Internationally, Hong Kong has added 15 more countries including France, Spain, and the US to its list of high-risk countries. This would mean a 21-day quarantine for people entering from those countries. Monday was the worst day so far in New South Wales, with seven deaths and 478 new cases. Sydney is now in its eighth week of lockdown. There is growing concern over getting vaccines to Aboriginal Australians. Only 15 percent of indigenous Australians have been fully vaccinated compared with 26 percent of all Australians. The Tokyo Paralympics will follow the footsteps of the Olympics and go on without spectators. Ninety-seven percent of the Olympics, including all the venues in Tokyo, had no  spectators. Finally, a Canadian study suggests that babies and toddlers are less likely to bring covid home than are teenagers, but once infected are more likely to spread the virus to others. Think twice about hugging that infant.

My brother commented in an email yesterday that he thinks of time as "before the pandemic" or "since the pandemic." He's not sure there will ever be an "after the pandemic." I do like that distinction. I was looking at a tour catalog yesterday, reading of a great adventure The Professor and I would like to take to Georgia (the country, not the state) and Armenia. There was a May 2022 departure date that would work for us. But wait. We're more than halfway through 2021 on the way to 2022. May is only what, nine months away.
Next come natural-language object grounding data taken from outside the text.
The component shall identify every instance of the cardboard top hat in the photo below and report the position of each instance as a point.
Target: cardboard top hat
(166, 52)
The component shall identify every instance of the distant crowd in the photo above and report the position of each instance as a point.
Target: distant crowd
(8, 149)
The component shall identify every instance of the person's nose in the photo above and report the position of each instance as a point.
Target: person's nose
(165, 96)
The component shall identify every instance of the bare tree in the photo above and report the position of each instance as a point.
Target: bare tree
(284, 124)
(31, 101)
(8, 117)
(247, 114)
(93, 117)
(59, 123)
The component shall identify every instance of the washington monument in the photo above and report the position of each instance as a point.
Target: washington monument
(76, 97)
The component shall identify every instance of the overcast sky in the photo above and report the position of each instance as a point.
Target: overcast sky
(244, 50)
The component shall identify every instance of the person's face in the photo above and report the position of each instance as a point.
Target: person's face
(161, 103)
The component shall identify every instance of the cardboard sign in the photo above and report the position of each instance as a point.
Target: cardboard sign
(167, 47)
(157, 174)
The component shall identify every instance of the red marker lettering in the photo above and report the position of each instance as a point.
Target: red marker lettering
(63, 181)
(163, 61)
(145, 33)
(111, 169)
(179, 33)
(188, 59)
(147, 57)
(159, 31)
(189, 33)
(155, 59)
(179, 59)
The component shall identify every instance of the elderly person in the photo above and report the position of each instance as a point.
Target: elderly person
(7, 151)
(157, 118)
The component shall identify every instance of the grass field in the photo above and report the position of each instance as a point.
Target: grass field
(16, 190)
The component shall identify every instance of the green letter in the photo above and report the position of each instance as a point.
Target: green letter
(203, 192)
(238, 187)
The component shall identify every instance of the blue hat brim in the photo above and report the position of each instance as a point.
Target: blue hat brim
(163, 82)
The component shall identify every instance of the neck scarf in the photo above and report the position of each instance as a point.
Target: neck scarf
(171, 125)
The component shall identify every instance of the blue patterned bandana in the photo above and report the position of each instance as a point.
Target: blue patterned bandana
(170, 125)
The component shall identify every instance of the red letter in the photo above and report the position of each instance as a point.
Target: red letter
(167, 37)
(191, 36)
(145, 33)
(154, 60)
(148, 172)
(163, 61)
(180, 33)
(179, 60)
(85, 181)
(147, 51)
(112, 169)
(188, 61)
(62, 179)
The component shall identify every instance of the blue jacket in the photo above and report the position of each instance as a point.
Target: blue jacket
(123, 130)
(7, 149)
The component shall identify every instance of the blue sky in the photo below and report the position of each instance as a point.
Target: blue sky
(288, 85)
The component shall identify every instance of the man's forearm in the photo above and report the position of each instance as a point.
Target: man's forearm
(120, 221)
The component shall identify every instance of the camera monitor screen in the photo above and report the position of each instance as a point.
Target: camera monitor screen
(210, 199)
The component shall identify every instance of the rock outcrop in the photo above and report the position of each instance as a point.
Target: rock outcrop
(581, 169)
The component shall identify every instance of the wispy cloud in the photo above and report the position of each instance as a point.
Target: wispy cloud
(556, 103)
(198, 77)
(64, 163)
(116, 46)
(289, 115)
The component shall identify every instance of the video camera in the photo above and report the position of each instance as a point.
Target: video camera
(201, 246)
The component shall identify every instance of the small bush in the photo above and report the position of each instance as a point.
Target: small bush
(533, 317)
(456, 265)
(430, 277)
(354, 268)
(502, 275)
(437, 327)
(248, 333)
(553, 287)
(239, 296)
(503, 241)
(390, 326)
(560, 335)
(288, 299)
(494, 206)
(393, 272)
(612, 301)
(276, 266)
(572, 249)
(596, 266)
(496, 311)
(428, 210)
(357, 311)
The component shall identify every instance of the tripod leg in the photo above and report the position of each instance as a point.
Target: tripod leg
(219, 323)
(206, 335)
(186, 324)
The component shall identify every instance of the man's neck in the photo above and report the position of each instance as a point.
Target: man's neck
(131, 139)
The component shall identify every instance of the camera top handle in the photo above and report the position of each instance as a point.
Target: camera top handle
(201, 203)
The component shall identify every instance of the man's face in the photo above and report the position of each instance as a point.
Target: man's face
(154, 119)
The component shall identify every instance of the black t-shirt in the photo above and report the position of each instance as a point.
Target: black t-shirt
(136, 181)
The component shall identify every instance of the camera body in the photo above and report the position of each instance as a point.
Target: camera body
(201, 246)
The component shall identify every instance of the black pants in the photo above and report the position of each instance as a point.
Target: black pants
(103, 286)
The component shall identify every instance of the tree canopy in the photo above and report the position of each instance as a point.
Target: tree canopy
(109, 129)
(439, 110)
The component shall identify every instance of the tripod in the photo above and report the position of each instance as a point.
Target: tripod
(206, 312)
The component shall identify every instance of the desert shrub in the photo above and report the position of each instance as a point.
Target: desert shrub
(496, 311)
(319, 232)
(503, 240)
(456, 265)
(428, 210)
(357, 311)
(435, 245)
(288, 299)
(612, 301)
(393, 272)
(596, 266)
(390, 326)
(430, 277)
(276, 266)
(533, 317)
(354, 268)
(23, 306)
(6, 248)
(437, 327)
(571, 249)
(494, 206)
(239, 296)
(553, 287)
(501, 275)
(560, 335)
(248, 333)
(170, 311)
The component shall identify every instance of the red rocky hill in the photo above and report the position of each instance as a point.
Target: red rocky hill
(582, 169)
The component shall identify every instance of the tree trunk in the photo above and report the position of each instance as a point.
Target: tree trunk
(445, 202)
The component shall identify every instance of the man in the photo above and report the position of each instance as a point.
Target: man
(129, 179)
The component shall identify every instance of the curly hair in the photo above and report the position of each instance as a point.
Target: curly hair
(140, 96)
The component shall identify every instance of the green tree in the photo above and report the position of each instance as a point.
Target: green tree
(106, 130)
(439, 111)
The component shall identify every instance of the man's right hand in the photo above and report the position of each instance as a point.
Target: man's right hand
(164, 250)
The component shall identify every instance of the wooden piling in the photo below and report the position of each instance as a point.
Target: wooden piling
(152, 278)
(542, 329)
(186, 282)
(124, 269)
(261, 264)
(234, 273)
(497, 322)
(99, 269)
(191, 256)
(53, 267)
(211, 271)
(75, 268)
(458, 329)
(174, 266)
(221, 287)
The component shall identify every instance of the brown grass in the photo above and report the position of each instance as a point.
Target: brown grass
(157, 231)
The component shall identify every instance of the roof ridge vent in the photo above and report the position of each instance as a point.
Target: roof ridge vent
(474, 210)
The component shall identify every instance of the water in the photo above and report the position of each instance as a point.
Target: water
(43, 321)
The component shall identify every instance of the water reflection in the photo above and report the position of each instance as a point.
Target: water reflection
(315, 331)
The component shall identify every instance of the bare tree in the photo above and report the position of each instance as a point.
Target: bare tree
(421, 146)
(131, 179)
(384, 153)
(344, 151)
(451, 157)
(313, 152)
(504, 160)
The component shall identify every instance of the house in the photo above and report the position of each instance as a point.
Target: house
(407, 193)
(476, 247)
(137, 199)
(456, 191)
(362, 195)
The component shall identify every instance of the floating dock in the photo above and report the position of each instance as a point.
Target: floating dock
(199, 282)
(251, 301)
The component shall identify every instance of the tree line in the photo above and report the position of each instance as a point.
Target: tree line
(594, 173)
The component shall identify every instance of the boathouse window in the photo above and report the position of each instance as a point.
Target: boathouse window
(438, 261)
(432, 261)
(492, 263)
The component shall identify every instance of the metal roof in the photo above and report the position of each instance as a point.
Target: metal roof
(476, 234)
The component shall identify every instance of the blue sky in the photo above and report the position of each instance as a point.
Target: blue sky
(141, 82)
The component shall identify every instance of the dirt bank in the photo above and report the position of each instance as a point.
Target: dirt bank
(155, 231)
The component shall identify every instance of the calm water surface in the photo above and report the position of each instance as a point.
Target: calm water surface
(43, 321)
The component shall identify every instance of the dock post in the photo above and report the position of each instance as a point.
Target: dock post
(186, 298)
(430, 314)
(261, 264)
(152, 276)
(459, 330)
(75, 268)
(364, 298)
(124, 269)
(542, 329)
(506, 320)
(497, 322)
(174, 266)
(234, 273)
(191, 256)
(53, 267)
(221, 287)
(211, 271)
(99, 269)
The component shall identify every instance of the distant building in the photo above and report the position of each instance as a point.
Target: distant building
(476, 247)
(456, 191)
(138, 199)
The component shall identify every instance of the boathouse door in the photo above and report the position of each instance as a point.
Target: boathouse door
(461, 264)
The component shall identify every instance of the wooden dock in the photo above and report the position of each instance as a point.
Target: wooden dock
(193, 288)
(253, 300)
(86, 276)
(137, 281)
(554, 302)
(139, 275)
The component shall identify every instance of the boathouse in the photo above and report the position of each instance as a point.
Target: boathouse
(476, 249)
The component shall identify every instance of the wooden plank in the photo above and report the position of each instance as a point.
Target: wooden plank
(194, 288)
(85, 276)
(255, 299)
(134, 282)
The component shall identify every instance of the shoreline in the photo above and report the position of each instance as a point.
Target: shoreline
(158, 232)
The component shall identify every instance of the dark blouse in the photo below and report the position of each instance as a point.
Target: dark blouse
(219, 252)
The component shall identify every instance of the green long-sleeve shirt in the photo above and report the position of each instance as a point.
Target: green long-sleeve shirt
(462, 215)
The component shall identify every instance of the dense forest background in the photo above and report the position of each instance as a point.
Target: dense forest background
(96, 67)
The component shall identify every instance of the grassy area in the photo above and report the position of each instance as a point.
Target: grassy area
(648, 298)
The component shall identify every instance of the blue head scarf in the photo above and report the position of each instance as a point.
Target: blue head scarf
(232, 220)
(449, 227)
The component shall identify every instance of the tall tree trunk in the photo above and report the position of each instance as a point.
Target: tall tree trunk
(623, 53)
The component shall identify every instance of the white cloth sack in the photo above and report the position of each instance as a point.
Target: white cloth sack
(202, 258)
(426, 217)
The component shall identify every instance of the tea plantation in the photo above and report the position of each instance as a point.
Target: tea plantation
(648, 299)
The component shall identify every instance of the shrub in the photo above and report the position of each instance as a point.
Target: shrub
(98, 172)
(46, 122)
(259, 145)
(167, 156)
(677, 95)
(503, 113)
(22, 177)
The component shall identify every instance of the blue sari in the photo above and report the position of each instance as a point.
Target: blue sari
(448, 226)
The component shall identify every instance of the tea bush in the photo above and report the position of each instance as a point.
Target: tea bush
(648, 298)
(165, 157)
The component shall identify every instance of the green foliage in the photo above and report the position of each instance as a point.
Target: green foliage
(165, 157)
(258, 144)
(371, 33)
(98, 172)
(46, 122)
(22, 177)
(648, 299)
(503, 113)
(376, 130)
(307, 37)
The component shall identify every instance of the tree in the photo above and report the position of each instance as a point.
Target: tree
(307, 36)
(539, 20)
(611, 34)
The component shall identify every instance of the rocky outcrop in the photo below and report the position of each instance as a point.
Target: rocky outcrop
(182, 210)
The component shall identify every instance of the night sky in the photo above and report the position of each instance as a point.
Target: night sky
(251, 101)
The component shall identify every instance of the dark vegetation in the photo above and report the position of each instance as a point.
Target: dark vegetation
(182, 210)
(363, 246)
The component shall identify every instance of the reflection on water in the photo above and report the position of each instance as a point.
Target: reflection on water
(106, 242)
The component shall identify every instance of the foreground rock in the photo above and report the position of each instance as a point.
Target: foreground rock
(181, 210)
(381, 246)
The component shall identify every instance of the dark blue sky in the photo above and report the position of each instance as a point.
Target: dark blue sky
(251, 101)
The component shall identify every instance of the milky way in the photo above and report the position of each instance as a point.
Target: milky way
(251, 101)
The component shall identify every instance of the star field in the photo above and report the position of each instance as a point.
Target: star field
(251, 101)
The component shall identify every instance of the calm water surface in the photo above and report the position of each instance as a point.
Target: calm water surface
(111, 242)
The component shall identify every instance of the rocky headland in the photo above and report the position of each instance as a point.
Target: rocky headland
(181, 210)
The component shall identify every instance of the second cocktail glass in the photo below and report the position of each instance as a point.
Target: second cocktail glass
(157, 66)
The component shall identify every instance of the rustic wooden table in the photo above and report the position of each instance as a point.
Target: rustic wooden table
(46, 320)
There's no way I'll be willing to get on a plane by then or go to a country whose covid status might be on the uncertain side. That's how I'm thinking now, since the pandemic.

2 comments:

Caroline M said...

I had a cruise catalogue come yesterday - winter sun in far away places. Yes it sounds lovely but I'm not leaving the country until I'm certain I can return without negotiating a maze of quarantine, hotel quarantine and the PCR test to release scheme. There's enough work sorting out flights/parking/overnight airport hotels without adding to the holiday paperwork. My real concern is the possibility of rule changes while away, my idea of a holiday does not include scrambling for an early flight home to avoid unexpected hotel quarantine. I don't feel confident enough to book for winter 2022 because will that look like 2019 or 2021?

I do think there will be an after the pandemic. Life changes but it goes on and we adapt (and develop antibodies). My bet is that it will be a background seasonal illness like 'flu with bad years and good years. I think by the time I pick up my first pension check in two years I'll be in a position to go on that cruise, I'm not sure about 2022 though.

cbott said...

Ah, travel catalogues--what a great source of material for making replacement pieces for jigsaw puzzles! The sheen is right, and the odds of finding the color needed are pretty good (especially if the missing piece is a solid color). My folks are working on a puzzle right now containing one of my replacement pieces (I fixed two of their puzzles).

Chorus in-person rehearsals have again been suspended indefinitely. I don't know if our ragged-but-plucky band of singers can survive this.